I do say that I’ll sign any track as long as it’s a great track, and that’s true – but I won’t sign the next track by you if I don’t like you. (Laughs.) It takes a little bit of time to figure out what people are all about and who they really are.
Do you have any traditions for officially bringing people onto the team?
We used to have a bit of a boot camp in Miami… but no one can ever get through it, so we just stopped doing it.
What was it?
If you could last with Justin and me for the weekend, and no one ever can.
We’ve conditioned our bodies to take brutal amounts of staying up all-night and partying.
Speaking of partying, let's talk BBQs and Campout. What’s your favorite part about the events?
There’s just no other reason why they would be there besides liking Dirtybird or one of us. It’s not a festival put on by someone else, there’s no guests that are outside the label. It’s a benchmark to see where we are and to see all our friends and fans.
We hang out in the crowd most of the time. We might have the only festival where the artists don’t hang out in the VIP area, they just walk around the entire time.
What’s new this time around?
There’s a bunch of new games for Campout! A few things will get beefed up a bit, but in general, it’ll be the same vibe. We had such a great time last year that we’re not really monkeying with it.
For the BBQs, we never really went past having a concert and some free hamburgers. So this year, the BBQs are different. They have real BBQ food, Dirtybird is coming out with a BBQ sauce that we made with this shop in Lower Haight called Memphis Minnie’s, we have games, a “fashion show” called ‘Best In Show’ for creative outfits or self-made merch.
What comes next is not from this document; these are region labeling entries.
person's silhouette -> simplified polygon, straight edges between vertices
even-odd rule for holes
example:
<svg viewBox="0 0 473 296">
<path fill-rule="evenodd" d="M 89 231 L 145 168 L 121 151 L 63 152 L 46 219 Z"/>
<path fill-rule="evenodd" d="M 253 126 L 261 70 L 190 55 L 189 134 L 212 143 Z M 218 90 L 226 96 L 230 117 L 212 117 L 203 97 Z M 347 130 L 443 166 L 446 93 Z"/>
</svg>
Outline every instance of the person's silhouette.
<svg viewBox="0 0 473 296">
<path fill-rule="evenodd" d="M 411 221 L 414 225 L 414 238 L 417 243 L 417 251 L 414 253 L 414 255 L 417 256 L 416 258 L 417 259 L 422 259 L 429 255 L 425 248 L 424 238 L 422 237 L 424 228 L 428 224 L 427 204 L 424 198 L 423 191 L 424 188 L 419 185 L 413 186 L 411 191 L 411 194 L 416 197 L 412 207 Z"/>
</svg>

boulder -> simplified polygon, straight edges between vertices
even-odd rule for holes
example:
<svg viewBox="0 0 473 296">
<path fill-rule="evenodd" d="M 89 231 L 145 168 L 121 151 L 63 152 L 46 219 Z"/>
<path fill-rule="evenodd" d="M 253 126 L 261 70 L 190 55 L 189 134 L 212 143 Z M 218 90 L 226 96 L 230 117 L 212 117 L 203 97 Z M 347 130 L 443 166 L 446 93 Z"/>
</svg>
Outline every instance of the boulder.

We learned what was possible from Campout. We didn’t know if anyone would play any games or go to the comedy show, but everybody participated in everything, so we decided to integrate the ideas into all of the parties.
What’s the craziest thing you remember from Campout last year?
The talent show was the most shocking!
Shocking?
Not in a bad way. I couldn’t believe how talented people were! I thought the talent show was going to be funny and made up of people who had no talent. It was the exact opposite! It was hilarious and people were insanely talented. I was surprised!